Saturday, March 10, 2012

Hacked E-Mails and Financial Exposure


If you believe your e-mail account has been recently hacked, then you could be opening yourself up to financial exposure. This is a recent FBI fraud alert. Scammers who have hacked your e-mail account look for e-mails to and from your banks, brokers, or other financial institutions. Then they (the scammers posing as you) send out e-mails to those companies asking that funds be wired to them from your account. If you think you're in this situation, notify your financial institution and warn them your e-mail account has been hacked, and to take the appropriate steps to protect your accounts. 

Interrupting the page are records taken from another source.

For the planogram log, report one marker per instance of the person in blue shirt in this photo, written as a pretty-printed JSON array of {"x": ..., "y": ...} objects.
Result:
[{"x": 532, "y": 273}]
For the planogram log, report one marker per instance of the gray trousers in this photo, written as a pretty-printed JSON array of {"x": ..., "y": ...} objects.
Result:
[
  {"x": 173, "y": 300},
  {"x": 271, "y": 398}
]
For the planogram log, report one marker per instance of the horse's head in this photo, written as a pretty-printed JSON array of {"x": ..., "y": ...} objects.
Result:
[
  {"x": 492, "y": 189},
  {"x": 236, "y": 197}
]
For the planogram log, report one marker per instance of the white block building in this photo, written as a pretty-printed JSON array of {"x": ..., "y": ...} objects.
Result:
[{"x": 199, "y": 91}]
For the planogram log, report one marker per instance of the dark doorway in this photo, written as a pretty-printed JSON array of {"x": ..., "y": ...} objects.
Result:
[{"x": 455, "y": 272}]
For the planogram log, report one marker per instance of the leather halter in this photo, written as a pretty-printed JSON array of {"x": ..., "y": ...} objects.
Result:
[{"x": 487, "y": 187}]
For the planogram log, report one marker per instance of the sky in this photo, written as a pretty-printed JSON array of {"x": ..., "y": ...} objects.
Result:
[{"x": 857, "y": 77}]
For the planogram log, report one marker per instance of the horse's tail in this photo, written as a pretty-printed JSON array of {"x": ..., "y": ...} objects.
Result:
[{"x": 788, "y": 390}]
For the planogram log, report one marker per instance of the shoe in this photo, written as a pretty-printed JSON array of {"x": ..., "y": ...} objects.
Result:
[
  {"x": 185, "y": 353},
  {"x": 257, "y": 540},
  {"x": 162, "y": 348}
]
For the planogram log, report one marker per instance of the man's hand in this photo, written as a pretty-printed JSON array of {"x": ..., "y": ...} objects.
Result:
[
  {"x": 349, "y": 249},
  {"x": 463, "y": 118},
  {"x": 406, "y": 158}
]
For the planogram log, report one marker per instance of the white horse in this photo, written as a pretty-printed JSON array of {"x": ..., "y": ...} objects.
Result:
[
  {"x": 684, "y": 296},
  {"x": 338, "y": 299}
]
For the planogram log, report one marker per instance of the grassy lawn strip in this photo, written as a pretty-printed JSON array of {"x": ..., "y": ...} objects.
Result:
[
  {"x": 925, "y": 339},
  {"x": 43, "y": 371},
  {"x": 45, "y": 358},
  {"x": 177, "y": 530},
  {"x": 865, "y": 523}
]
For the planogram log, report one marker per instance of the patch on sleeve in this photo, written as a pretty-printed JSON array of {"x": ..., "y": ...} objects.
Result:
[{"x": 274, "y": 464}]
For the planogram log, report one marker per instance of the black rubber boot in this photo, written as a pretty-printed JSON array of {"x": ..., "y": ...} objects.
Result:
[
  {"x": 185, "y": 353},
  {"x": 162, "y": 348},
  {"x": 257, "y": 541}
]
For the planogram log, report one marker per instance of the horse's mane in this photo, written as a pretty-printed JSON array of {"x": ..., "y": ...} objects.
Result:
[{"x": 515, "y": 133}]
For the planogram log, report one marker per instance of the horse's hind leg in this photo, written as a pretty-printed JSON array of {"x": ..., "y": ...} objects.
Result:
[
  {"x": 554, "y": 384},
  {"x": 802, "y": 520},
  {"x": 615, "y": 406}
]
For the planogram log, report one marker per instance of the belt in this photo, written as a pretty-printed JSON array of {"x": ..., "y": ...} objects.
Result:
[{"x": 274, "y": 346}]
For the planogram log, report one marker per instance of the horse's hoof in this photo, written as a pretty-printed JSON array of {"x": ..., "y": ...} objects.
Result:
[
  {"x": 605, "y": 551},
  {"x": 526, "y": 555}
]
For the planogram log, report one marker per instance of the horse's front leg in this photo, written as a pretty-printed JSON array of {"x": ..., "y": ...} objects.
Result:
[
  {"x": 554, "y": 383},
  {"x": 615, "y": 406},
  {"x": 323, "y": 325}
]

If you receive bounced e-mails that you didn't send, your e-mail password has been altered, or friends have told you they've received emails from you and they knew it wasn't you, then be on high alert. 

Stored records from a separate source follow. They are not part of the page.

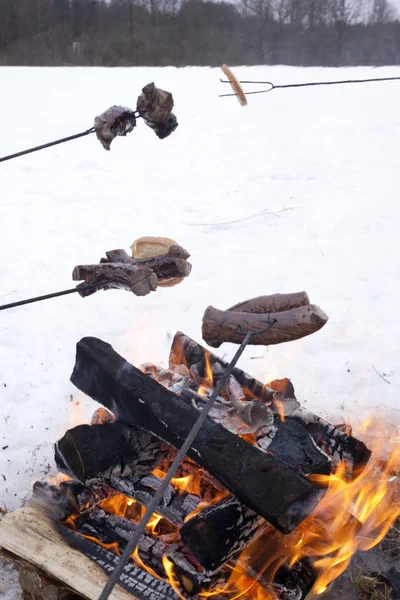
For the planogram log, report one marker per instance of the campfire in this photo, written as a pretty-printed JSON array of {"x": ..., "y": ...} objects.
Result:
[{"x": 270, "y": 502}]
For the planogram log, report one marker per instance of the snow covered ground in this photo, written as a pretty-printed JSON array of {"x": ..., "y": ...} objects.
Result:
[{"x": 300, "y": 190}]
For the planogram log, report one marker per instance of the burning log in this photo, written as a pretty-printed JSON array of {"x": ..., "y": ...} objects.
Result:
[
  {"x": 133, "y": 578},
  {"x": 221, "y": 531},
  {"x": 185, "y": 351},
  {"x": 227, "y": 326},
  {"x": 59, "y": 502},
  {"x": 271, "y": 489},
  {"x": 122, "y": 457},
  {"x": 120, "y": 271},
  {"x": 272, "y": 304},
  {"x": 333, "y": 441},
  {"x": 29, "y": 535},
  {"x": 108, "y": 451}
]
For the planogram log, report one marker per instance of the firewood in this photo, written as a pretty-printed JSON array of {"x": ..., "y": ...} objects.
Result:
[
  {"x": 332, "y": 441},
  {"x": 221, "y": 531},
  {"x": 227, "y": 326},
  {"x": 141, "y": 277},
  {"x": 186, "y": 351},
  {"x": 113, "y": 449},
  {"x": 131, "y": 456},
  {"x": 36, "y": 586},
  {"x": 29, "y": 535},
  {"x": 272, "y": 304},
  {"x": 274, "y": 491}
]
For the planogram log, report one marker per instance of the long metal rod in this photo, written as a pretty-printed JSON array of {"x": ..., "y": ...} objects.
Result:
[
  {"x": 89, "y": 286},
  {"x": 134, "y": 540},
  {"x": 48, "y": 145},
  {"x": 310, "y": 84}
]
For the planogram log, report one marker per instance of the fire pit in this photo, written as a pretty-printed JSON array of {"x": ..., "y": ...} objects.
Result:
[{"x": 270, "y": 502}]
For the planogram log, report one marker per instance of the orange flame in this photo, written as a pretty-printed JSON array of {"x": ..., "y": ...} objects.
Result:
[
  {"x": 208, "y": 380},
  {"x": 279, "y": 408},
  {"x": 353, "y": 515},
  {"x": 174, "y": 583}
]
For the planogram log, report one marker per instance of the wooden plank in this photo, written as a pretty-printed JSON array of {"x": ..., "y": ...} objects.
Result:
[{"x": 28, "y": 534}]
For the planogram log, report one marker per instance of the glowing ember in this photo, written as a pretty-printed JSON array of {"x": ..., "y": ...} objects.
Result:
[{"x": 208, "y": 381}]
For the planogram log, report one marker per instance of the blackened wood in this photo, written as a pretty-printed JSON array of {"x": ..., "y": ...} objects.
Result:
[
  {"x": 225, "y": 326},
  {"x": 122, "y": 457},
  {"x": 335, "y": 442},
  {"x": 109, "y": 529},
  {"x": 36, "y": 586},
  {"x": 109, "y": 450},
  {"x": 70, "y": 497},
  {"x": 272, "y": 490},
  {"x": 175, "y": 506},
  {"x": 186, "y": 351},
  {"x": 221, "y": 531},
  {"x": 141, "y": 277},
  {"x": 192, "y": 578},
  {"x": 133, "y": 579},
  {"x": 137, "y": 279},
  {"x": 171, "y": 264},
  {"x": 272, "y": 303}
]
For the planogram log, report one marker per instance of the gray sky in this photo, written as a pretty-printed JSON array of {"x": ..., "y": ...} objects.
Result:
[{"x": 396, "y": 4}]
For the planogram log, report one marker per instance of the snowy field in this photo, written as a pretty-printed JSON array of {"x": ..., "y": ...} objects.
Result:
[{"x": 299, "y": 190}]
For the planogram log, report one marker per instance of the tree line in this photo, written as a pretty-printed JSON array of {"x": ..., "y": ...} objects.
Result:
[{"x": 198, "y": 32}]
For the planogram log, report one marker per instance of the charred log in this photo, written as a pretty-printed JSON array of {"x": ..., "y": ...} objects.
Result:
[
  {"x": 141, "y": 277},
  {"x": 335, "y": 442},
  {"x": 271, "y": 489},
  {"x": 186, "y": 351},
  {"x": 221, "y": 531},
  {"x": 121, "y": 457},
  {"x": 109, "y": 450},
  {"x": 271, "y": 304},
  {"x": 133, "y": 579},
  {"x": 227, "y": 326}
]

Then notify your ISP or wherever you keep your e-mail account that you've been hacked, and change your password, especially if you're using Hot Mail, Yahoo, or some other generic e-mail account.

One of the safest ways I've found is to use your own domain name as your e-mail account. Register a personal domain name with Godaddy.Com, get an e-mail account to go with it, then set that e-mail account up to the highest spam setting there is. Both GoDaddy and Gmail do a pretty good job of protecting your accounts. Read more about all this at one of my older sites, DigitalShores.Com.

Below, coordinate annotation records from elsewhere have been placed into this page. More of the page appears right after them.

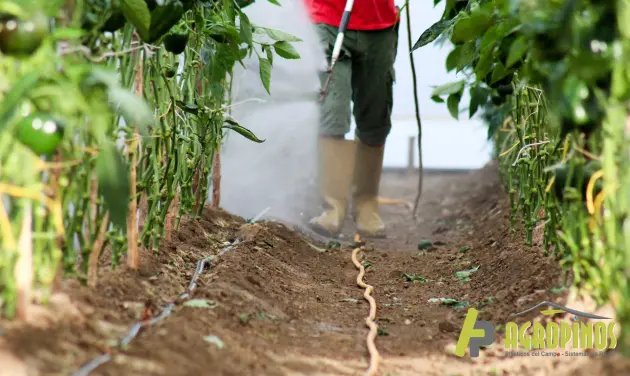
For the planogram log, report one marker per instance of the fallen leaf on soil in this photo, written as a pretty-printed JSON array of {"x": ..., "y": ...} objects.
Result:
[
  {"x": 215, "y": 340},
  {"x": 449, "y": 302},
  {"x": 464, "y": 275},
  {"x": 351, "y": 300},
  {"x": 415, "y": 278}
]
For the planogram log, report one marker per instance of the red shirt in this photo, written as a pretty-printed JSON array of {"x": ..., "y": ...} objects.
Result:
[{"x": 365, "y": 15}]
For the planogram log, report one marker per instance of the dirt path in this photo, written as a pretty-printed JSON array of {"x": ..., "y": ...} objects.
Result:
[{"x": 275, "y": 305}]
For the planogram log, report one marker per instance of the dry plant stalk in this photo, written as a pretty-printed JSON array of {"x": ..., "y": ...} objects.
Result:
[
  {"x": 96, "y": 252},
  {"x": 133, "y": 255},
  {"x": 56, "y": 173},
  {"x": 170, "y": 217},
  {"x": 24, "y": 266}
]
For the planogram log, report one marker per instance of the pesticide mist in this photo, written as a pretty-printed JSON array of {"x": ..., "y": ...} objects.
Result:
[{"x": 276, "y": 177}]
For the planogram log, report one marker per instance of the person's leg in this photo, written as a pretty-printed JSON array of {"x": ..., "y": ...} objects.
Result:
[
  {"x": 372, "y": 83},
  {"x": 336, "y": 155}
]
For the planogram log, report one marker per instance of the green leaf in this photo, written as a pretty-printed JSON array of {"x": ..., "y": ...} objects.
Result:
[
  {"x": 265, "y": 73},
  {"x": 280, "y": 36},
  {"x": 214, "y": 340},
  {"x": 68, "y": 33},
  {"x": 478, "y": 97},
  {"x": 449, "y": 88},
  {"x": 242, "y": 131},
  {"x": 452, "y": 60},
  {"x": 286, "y": 50},
  {"x": 431, "y": 34},
  {"x": 269, "y": 53},
  {"x": 9, "y": 7},
  {"x": 498, "y": 72},
  {"x": 453, "y": 104},
  {"x": 138, "y": 14},
  {"x": 245, "y": 29},
  {"x": 13, "y": 98},
  {"x": 484, "y": 64},
  {"x": 496, "y": 119},
  {"x": 437, "y": 99},
  {"x": 623, "y": 18},
  {"x": 201, "y": 303},
  {"x": 113, "y": 183},
  {"x": 466, "y": 55},
  {"x": 471, "y": 27},
  {"x": 517, "y": 51}
]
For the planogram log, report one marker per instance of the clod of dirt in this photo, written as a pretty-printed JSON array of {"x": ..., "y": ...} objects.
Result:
[{"x": 12, "y": 365}]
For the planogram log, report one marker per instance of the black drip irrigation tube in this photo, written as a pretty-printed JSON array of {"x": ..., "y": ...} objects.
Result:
[{"x": 135, "y": 329}]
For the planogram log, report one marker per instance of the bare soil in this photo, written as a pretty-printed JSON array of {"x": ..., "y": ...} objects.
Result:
[{"x": 278, "y": 305}]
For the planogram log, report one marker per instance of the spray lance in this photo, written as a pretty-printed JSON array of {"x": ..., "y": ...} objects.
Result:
[{"x": 343, "y": 26}]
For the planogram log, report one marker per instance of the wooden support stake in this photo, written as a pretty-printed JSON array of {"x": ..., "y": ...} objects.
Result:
[
  {"x": 133, "y": 255},
  {"x": 24, "y": 267},
  {"x": 216, "y": 178},
  {"x": 96, "y": 252}
]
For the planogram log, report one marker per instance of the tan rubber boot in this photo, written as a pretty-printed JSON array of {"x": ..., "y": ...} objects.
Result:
[
  {"x": 336, "y": 163},
  {"x": 367, "y": 176}
]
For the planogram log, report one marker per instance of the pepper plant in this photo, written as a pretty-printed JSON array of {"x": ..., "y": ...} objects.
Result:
[
  {"x": 551, "y": 79},
  {"x": 111, "y": 114}
]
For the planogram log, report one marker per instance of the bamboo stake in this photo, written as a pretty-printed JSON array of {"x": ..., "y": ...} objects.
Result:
[
  {"x": 133, "y": 256},
  {"x": 96, "y": 252}
]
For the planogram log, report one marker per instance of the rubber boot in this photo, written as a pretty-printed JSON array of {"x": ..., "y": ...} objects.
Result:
[
  {"x": 367, "y": 176},
  {"x": 336, "y": 163}
]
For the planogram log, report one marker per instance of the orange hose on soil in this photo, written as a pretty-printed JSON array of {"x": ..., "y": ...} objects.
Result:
[{"x": 375, "y": 358}]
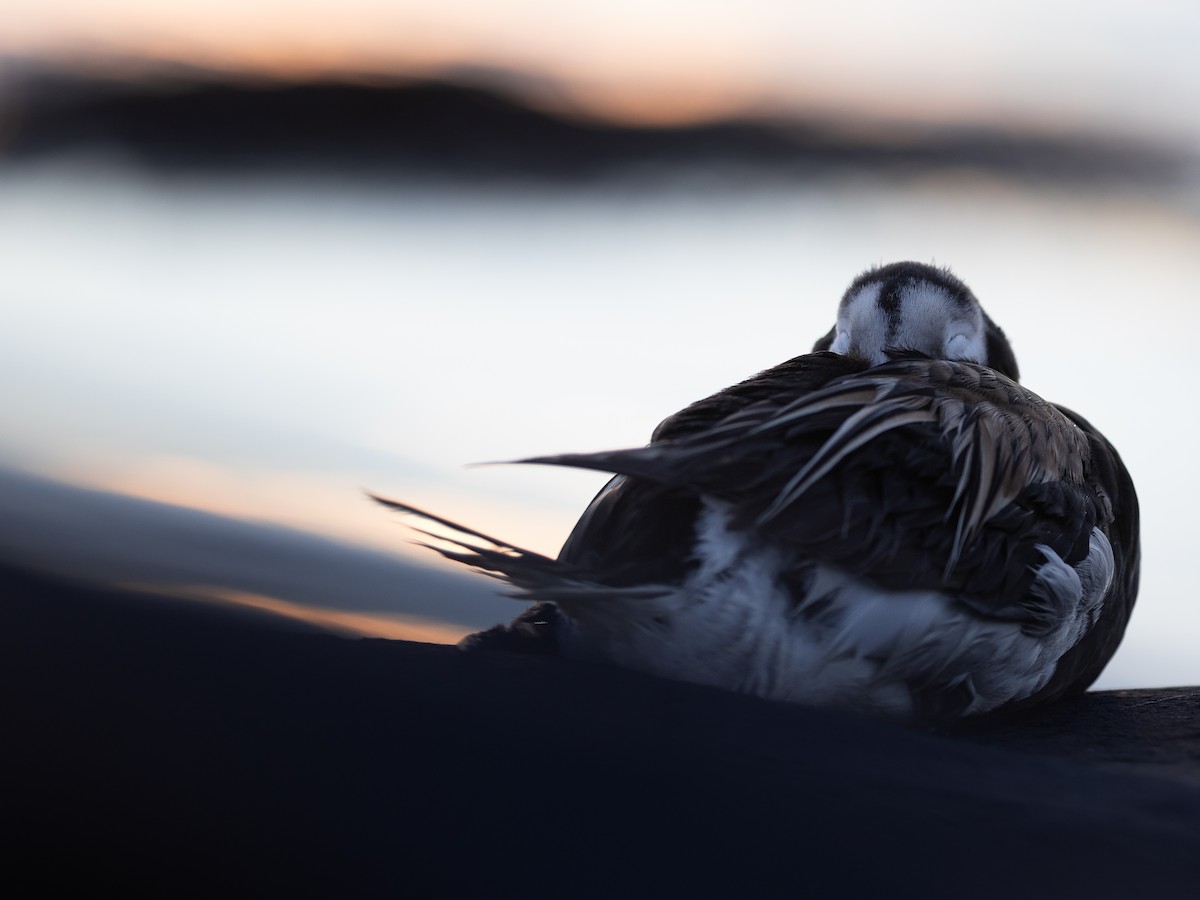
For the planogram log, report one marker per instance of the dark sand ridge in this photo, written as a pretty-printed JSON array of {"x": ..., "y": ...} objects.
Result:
[{"x": 185, "y": 750}]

The IRS, You, and Your Computer
Keep your tax information safe and secure by using only an e-filing service that is found on www.IRS.gov. Do NOT file using Wi-Fi --- file from a computer that is plugged in to your home network. Keep your antivirus protection up to date, and ignore and delete completely any e-mails saying they are from the IRS, WHY? The IRS only communicates with taxpayers through the USPS.